Pero lo peor eran los 3 meses previos al verano, cuando con la cinta métrica tomaba medidas de nuestros cuerpos y llevábamos la cuenta de los centímetros que decrecían los contornos de la cintura o los muslos.

Cuanto más bajaran las cifras, más me motivaba él a seguir por mucho que mis niveles de ansiedad eran inversamente proporcionales.

Hace unos días, hablándolo con una amiga, me contó una experiencia parecida tras haber estado, como yo, varios años en una relación con un entrenador personal.

Lo que ambas teníamos en común era la liberación de comer, a día de hoy, como se nos viniera en gana sin ningún remordimiento ni un novio que vigilara con lupa nuestro menú.

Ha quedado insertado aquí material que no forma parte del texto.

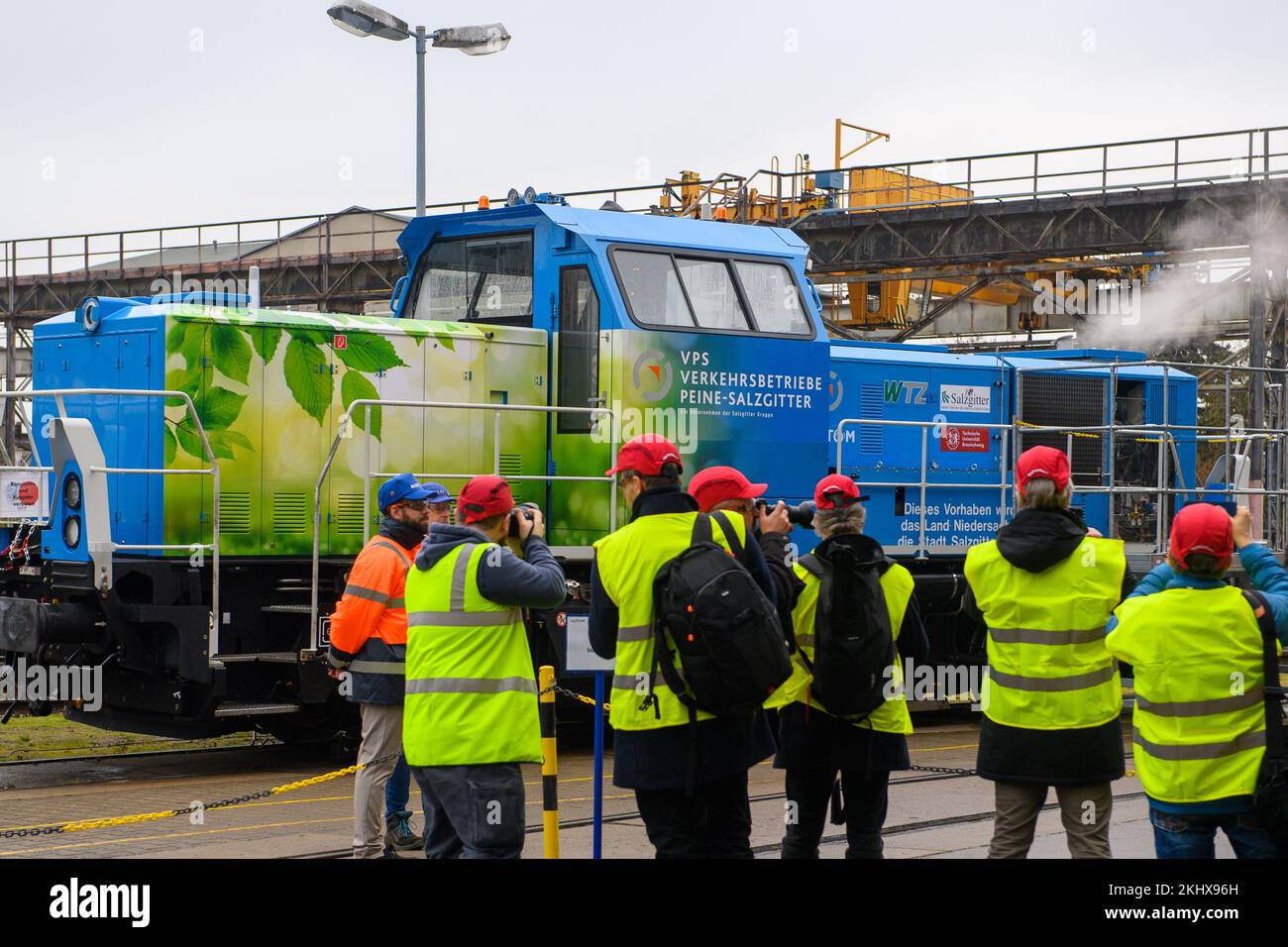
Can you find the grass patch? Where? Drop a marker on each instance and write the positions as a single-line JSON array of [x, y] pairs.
[[40, 737]]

Nuestra relación con la comida empezó a mejorar al poco de que las parejas terminaran y por eso hoy vivo con una curiosa satisfacción de que si algo me apetece -sea el día de la semana que sea, haya entrenado o no, sea verano o invierno-, pueda comerlo sin restricciones externas.

El policía de la nevera

La pregunta que me hice al conocer las similitudes con la historia de mi amiga fue si más mujeres en relaciones con entrenadores personales habrían terminado teniendo esa relación tan negativa con la comida (y sus cuerpos).

No hay datos como para poder hablar de un patrón que puede nutrirse inconscientemente de la violencia estética que sufrimos las mujeres.

Además, hay entrenadores que no tienen ningún problema en tener como parejas a personas que no comparten sus hábitos.

Pero sí que encontré foros donde mujeres denunciaban el control de sus novios (sin estar ligados al sector fitness) en la dieta y preguntaban cómo cambiar la situación.

Además hablamos de casos en los que además es claro el body shaming o incluso tácticas más radicales como que les tiren la comida más calórica o la escondan para que no se la coman, situaciones que sí podrían definirse como abuso.

En mi caso, siento que, sencillamente, lo tenía normalizado y no había caído en lo disfuncional que era.

Así como el efecto tan negativo que tenía en mi salud mental no poder disfrutar de alimentos en ciertos momentos de mi vida hasta salir de la relación.

Pienso que si volviera a ese momento, habiendo identificado el problema y la incomodidad que me generaba al respecto, lo hablaría con mi pareja y, quiero pensar, se habría solucionado.

Le diría que soy una adulta funcional que es libre de elegir lo que come, cuándo, cómo y dónde y él debe respetar esa decisión. Que no soy una modelo de fitness ni él un policía asignado a controlar mi dieta.

Que a veces solo quiero un Kinder Bueno.